My boyfriend is nine years older than I am. Long before my mother and I started talking about erectile dysfunction, he and I had agreed that, if and when it was necessary, he’d get a prescription for Viagra, and that would be that. But he’s been privy to much of my research for this piece and, recently, our conversations around the topic have become more detailed and specific.
“Everything I knew about Viagra came from commercials I saw during football games,” he said. “You know: Talk to your doctor. Have better, more satisfying sex … I hadn’t thought much beyond the pleasurable smiles on the aging beautiful couples’ faces.”
“What if I don’t want to have sex into your 70s?” I asked.
“Ideally, we’ll find other forms of being intimate that work for us both,” he said. “The idea of hurting you is a total turnoff.”
“There are lots of ways to have sex,” I said.
“And if you don’t want to and I do, I’ll use my hand. But maybe it’ll be me who doesn’t want to have sex,” he said. We both laughed.
These new conversations aren’t sexy. Sometimes they’re playful, and sometimes they’re uncomfortable. But one thing that seems glaringly essential to any healthy and functioning sex life is communication. I’m grateful that my mother has provided me a reason to start thinking about and talking about what sex might look like as I move into my 50s and 60s.
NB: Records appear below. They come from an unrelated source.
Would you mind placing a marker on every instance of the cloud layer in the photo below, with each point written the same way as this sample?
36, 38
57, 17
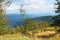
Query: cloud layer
32, 6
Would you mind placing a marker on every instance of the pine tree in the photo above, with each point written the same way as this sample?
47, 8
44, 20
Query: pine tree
56, 19
3, 20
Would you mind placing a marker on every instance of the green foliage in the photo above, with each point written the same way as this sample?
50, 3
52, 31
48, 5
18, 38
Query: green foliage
34, 26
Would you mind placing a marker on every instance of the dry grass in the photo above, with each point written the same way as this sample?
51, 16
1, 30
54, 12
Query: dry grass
22, 37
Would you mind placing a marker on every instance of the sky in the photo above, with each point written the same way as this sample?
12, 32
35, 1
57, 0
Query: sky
34, 7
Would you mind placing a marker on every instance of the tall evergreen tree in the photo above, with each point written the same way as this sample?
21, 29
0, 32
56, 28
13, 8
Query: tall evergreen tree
3, 20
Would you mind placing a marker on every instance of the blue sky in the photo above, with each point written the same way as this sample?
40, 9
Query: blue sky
35, 7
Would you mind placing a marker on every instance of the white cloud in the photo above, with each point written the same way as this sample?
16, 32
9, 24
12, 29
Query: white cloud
34, 6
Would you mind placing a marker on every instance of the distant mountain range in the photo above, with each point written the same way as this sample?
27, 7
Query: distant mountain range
16, 19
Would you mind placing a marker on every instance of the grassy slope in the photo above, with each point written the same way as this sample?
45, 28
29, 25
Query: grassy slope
21, 37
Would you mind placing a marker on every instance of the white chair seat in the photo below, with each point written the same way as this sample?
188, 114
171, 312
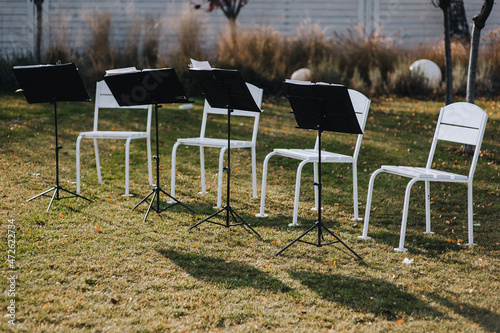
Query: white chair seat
361, 106
105, 100
113, 135
311, 155
214, 143
462, 123
203, 142
424, 174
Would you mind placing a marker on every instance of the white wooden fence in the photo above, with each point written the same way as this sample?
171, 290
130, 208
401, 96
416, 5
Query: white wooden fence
67, 22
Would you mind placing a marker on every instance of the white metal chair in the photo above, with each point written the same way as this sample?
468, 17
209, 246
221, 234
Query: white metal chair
202, 141
462, 123
105, 100
361, 106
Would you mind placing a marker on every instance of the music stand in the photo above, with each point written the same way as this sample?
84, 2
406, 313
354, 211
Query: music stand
225, 89
52, 84
321, 107
149, 87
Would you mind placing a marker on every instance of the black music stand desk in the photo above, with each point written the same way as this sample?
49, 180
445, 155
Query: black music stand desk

Talking about sex is hard. It took my mother and me many decades, several divorces, a shared roof, a decent amount of wine, and Helen Mirren before we were able to start doing so honestly and without embarrassment. Now it feels as natural as pouring a cup of coffee first thing in the morning and as easy as tying a shoelace.
“Maturity and confidence contributed to my embrace of ‘geriatric’ sex and enthusiasm for it,” my mother told me. “We geriatrics passionately don’t want to grow old, and sex — good viable sex — offers the suggestion that we aren’t really old after all. But I now believe I’ve given up on that element in my life, which makes me sad. Joyous, frisky, passionate sex is just that: joyous, frisky, and passionate. I would happily forgo erections, penetration, and orgasms for the pleasure of being with a man who knows he’s still desirable in spite of impotence.”
My mother has scolded herself for sometimes still “having her toe in the door of the patriarchy.” But I see something admirable, even subversive in her new self-possession. I know a lot of women who fear the second half of their lives. But I’m beginning to think it’s the very act of becoming “women of a certain age” that inclines us toward autonomous and radical thinking — and demanding our pleasure be taken seriously.